Wednesday, October 20 2010
Business is not normally supportive of a Chancellor’s statement. Especially when Gordon Brown or Alistair Darling were doing the job.
But now George Osborne is in the hot seat, they have changed their tune.
While much of the public will worry about benefit cuts, while public sector workers will fear that their job will be among the 500,000 on death row for the next four years, business was pretty upbeat.
All the usual suspects like the CBI, FSB and EEF were surprisingly supportive of the overall spending cuts strategy.
I guess that in their own business, they know how important it is to be prudent. In the early years of Gordon Brown‘s tenure as Chancellor in 11 Downing Street, there was a lot of talk of prudence. He seemed to speak the language of business.
But a boom seemed to give him licence to spend, and prudence was left abandoned at the church door as the global financial crisis coincided with a spending binge.
That combination of events, however you explain them, led to the present £109bn deficit, the largest, so the present Chancellor says, in Europe. The UK was on the brink of bankruptcy, he claimed.
But the £80-plus billion pound cuts will not make a lot of difference to the overall level of spending which continues to rise over the next few years to around £700bn.
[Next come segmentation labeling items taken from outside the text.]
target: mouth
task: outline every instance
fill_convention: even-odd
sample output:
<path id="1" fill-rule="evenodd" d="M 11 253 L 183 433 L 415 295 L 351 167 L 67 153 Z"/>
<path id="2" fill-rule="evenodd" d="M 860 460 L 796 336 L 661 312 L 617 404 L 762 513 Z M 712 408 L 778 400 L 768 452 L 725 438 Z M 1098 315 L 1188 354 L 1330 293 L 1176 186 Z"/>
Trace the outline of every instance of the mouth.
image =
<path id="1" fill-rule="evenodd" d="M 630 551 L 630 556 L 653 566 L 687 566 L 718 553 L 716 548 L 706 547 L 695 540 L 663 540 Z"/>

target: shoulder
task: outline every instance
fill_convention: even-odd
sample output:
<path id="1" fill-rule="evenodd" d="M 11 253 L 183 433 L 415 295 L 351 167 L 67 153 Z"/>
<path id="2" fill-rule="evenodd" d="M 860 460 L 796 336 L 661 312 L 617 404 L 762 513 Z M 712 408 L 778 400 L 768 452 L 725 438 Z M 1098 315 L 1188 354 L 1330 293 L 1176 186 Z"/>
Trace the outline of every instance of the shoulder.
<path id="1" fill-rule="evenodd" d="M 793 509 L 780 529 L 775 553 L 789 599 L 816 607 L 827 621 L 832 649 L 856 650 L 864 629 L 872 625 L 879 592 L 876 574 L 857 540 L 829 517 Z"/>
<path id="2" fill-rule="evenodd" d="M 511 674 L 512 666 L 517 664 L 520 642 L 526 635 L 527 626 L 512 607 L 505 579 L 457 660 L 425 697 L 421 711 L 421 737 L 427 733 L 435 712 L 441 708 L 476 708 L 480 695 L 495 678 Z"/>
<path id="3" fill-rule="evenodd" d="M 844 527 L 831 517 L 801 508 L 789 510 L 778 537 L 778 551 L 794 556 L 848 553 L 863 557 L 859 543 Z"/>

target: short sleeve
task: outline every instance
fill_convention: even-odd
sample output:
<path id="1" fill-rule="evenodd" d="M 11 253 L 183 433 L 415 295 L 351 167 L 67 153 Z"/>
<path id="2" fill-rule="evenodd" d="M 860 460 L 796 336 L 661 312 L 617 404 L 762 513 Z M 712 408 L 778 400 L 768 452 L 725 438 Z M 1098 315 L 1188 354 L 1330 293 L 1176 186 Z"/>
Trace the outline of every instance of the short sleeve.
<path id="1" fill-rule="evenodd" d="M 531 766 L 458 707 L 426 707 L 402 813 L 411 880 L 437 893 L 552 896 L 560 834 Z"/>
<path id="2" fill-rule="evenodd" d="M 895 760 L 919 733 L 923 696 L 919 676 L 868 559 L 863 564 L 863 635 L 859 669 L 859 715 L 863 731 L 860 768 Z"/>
As Mr Osborne said, the debt “supertanker” takes a long while to turn around. And interest payments, currently running at a staggering £120m a day, will continue to be onerous.
But at least with the CSR, the UK has signalled it is doing something about a problem that every household faces from time to time. As Mr Micawber said to David Copperfield: “Annual income twenty pounds, annual expenditure nineteen pounds nineteen and six, result happiness. Annual income twenty pounds, annual expenditure twenty pounds and sixpence, result misery.”
And we have had plenty of misery. There is lots more to come. But at least George Osborne leavened bad news with good, although the nasties could still be in the small print.
He pleased business, protected key infrastructure projects like Crossrail, bashed the banks a little, boosted apprenticeships, protected education and health, and not been too hard on the elderly.
That he has robbed middle England to bear much of the pain will be hard to take. Whether they sympathise with Mr Micawber’s dictum will determine whether Mr Osborne remains in Number 11 after the next general election.
Wednesday, October 20 2010
The devil, as they say, is in the detail.
So, it's hard in one sense to make a snap judgment on the long-awaited spending review announced today as most central government departments will be spelling out specific plans over the coming weeks. George Osborne got plenty of cheers from his own benches after an hour-long speech whose tone was clearly supposed to be sober but veered at times to being rather too euphoric.
Perhaps it was the testosterone flying around the Commons, where the baying across the green benches seemed unusually loud.
From Kent's perspective, there were a few unexpected announcements - or announcements slipped out without much fanfare - notably the proposed increase in the Dartford Crossing tolls which will rise to £2.50 by 2012 - a clear U-turn and one guaranteed to anger a lot of people who may feel the government has backtracked over commitments made before they came to power.
It certainly came as a surprise to KCC leader Paul Carter when I spoke with him earlier - I dare say he won't be happy not to have been briefed.
And for all the talk of fairness, I suspect hard-pressed rail commuters will find it hard to stomach the prospect of higher fares come 2012.
Meanwhile, the message from County Hall is that it was about as bad as expected but no worse. In total, councils are facing about a 30 per cent cut in their budgets. The government has tried to sugar the pill by giving councils more say over how they spend their money but it might turn out to be simply more freedom to make cuts.